To some extent, this is a well-trodden path. Israel suffers an appalling terrorist attack, the country responds with overwhelming force, and the support of Western leaders erodes until a ceasefire is called for. We may be seeing that pattern once again.
This time, however, is more difficult, because of the scale of the Hamas atrocity and the ferocity of the Israeli response. Moreover, even if Hamas were to be militarily defeated, it is unclear who or what would assume the administration of Gaza, which is facing a humanitarian catastrophe.
A political vacuum is unlikely to provide safety or security for either Palestinians or Israelis.
British Museum's exciting redevelopment
What is sometimes lost in the media coverage of the British Museum is that London is host to perhaps the greatest collection of historical and cultural artifacts in the world.
And today, the museum has announced exciting new steps in its plan to restore the Bloomsbury site, including new locations and facilities. The scale of the redevelopment is hugely significant, while an international architectural competition to reimagine one-third of the galleries is to be launched in the spring.
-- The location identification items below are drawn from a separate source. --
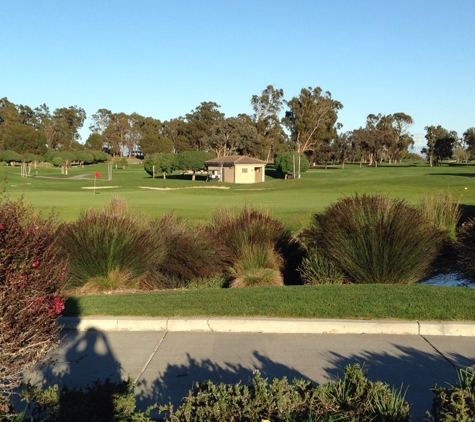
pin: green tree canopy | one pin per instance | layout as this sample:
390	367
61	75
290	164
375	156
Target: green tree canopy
292	163
193	161
164	163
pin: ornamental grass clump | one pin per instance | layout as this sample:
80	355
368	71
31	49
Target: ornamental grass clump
440	210
30	292
109	249
190	256
258	244
374	239
465	248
It will house items ranging from nails from the Sutton Hoo ship burial to rare Peruvian fabrics and ancient fingerprints preserved on 5,000-year-old antler picks.
A multi-year partnership with BP, which will provide £50 million over 10 years, will ensure that millions of visitors will continue to be able to access the museum's extraordinary collections, not only during the works themselves, but for generations to come.